I could see someone using software vertex shaders if he's got no hardware support for shaders, although it's questionable if such a card would be able to effectively run an application that requires them anyway.
Software shaders are chosen if (1) there's no support for hardware, (2) the user elected software, or (3) the application elected software, and (3) is required as part of the DirectX spec.
Software shaders, sure. That doesn't mean you have to be able to mix them with hardware shaders. 1 doesn't apply if there's support for hardware pixel shaders, 2 is silly if there's support for hardware pixel shaders, and 3 selects software shaders for *both* vertex and pixel shaders.

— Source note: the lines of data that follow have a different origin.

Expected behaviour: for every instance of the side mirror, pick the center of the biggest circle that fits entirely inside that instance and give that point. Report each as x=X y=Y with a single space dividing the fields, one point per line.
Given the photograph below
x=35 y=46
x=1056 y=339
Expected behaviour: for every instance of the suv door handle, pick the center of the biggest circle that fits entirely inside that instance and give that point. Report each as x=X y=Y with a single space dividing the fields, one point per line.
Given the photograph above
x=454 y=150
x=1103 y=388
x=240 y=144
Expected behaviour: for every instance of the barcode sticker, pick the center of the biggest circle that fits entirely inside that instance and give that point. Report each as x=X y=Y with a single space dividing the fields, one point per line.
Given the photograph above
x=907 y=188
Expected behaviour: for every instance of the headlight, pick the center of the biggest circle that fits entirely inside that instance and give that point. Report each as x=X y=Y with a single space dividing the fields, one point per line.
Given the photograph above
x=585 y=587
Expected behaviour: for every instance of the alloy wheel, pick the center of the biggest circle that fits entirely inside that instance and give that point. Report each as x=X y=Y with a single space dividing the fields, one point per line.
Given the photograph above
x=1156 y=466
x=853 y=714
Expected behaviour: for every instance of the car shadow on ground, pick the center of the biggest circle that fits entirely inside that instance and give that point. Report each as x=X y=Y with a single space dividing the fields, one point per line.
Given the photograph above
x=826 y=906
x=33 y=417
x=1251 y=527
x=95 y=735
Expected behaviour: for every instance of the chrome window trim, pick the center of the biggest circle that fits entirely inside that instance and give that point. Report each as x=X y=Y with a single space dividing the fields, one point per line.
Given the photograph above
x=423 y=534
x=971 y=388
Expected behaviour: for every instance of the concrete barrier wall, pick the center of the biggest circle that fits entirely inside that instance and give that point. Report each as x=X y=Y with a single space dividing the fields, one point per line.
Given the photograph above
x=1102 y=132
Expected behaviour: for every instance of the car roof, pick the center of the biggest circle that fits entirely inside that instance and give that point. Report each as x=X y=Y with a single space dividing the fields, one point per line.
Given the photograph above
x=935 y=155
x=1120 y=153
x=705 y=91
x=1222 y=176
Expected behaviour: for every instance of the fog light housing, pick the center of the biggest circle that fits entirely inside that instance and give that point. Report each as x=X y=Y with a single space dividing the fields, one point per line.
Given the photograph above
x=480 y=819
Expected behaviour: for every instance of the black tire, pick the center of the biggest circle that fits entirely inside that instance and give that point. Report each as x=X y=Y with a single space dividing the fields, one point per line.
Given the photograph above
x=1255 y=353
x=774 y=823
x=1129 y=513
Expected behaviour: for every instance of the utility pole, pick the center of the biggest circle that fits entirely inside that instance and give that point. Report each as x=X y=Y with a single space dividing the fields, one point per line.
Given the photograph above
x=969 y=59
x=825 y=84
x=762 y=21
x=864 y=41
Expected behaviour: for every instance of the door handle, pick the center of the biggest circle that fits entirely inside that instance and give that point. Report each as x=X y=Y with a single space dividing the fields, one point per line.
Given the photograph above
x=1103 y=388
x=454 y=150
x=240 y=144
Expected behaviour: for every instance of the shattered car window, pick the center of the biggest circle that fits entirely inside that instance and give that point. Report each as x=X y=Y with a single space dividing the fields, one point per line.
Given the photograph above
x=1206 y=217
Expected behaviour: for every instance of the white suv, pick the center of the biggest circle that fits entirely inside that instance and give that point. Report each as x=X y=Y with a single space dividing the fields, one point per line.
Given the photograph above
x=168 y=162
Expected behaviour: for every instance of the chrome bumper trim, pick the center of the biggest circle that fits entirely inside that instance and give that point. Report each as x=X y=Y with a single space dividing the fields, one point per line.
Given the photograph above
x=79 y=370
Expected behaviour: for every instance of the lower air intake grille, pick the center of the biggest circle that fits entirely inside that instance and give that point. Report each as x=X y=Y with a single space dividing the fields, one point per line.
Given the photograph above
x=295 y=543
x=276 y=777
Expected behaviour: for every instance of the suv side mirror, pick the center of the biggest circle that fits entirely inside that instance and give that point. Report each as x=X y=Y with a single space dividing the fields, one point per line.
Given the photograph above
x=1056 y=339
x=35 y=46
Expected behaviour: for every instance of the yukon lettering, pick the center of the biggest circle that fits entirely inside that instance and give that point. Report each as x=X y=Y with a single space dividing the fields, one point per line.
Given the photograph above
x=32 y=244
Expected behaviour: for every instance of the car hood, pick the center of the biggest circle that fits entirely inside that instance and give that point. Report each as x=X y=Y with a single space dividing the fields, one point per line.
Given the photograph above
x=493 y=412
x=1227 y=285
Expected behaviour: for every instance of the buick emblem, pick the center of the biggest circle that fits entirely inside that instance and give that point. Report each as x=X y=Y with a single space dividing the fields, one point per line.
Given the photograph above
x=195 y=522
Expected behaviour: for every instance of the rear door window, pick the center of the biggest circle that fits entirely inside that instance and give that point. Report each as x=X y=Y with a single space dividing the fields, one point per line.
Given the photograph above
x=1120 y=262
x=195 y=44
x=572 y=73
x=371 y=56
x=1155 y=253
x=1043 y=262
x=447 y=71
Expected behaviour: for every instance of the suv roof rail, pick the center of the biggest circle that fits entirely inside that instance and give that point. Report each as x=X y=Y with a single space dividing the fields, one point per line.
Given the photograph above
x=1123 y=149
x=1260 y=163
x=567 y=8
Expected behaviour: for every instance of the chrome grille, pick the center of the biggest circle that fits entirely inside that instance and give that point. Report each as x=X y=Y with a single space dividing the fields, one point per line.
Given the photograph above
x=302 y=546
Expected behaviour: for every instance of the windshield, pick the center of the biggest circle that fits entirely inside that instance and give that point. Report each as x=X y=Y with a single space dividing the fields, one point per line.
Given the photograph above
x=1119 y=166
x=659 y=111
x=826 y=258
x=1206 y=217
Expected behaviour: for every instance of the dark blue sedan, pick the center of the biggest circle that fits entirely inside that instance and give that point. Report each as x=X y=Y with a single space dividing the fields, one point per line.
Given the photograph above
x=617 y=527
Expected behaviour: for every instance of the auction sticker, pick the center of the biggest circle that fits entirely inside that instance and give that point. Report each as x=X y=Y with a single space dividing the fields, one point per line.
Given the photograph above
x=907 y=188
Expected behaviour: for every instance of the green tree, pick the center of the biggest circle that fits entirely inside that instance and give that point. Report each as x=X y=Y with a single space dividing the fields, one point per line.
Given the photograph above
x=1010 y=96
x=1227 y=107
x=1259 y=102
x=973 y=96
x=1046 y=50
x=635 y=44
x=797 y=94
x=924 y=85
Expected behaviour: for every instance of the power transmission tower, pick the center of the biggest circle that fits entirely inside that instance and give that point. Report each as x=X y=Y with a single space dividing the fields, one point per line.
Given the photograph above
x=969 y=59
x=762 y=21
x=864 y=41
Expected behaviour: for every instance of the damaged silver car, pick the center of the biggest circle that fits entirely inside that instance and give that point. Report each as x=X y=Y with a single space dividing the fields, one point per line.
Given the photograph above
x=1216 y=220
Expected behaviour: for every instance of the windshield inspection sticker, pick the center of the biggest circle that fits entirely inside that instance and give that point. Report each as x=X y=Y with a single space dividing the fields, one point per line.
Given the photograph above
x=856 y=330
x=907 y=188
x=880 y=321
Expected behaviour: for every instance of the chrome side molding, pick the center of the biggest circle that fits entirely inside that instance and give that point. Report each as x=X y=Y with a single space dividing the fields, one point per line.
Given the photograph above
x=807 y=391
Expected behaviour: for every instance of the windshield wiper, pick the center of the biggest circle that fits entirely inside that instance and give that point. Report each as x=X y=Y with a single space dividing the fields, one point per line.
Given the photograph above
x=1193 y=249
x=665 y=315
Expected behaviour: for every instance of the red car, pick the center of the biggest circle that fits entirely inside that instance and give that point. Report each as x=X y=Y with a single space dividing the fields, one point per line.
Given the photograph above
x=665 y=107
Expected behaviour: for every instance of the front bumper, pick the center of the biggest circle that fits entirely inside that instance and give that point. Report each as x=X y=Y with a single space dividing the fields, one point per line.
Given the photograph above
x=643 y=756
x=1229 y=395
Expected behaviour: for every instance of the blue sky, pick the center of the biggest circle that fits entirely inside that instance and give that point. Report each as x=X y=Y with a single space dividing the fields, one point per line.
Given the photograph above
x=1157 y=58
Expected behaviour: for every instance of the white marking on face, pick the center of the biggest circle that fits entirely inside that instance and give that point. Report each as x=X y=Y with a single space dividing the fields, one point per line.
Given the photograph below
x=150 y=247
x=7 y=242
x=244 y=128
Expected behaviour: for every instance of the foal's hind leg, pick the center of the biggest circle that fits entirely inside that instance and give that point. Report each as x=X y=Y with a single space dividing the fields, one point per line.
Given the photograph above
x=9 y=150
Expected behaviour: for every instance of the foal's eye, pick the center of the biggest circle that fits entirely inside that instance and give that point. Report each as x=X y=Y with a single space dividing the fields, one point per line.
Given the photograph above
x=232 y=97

Mesa is possibly a better option there. Either way, you're not going to be using software vertex shaders together with HW pixel shaders, that's just silly
Well, I was able to identify at least one bug that way [ improper initialization of vertex shader output register ].
Well, that's nice. However, I don't think that's enough of a reason to be able to mix backends for vs & ps.
So imo it just adds complexity to the code without giving much of a benefit.
You're taking two logically separate concepts, and merging them together for no good reason at all. I'm just not sure what the purpose is - at the very least you'd be able to turn off pixel and vertex separately as a user override. Once geometry shaders come into play, I think they should get their own flag too.
Vertex shaders and pixel shaders are not separate concepts at all. Not in GLSL, not in D3D, and even less so in D3D10. Either way, I still don't see the benefit of mixing different backends.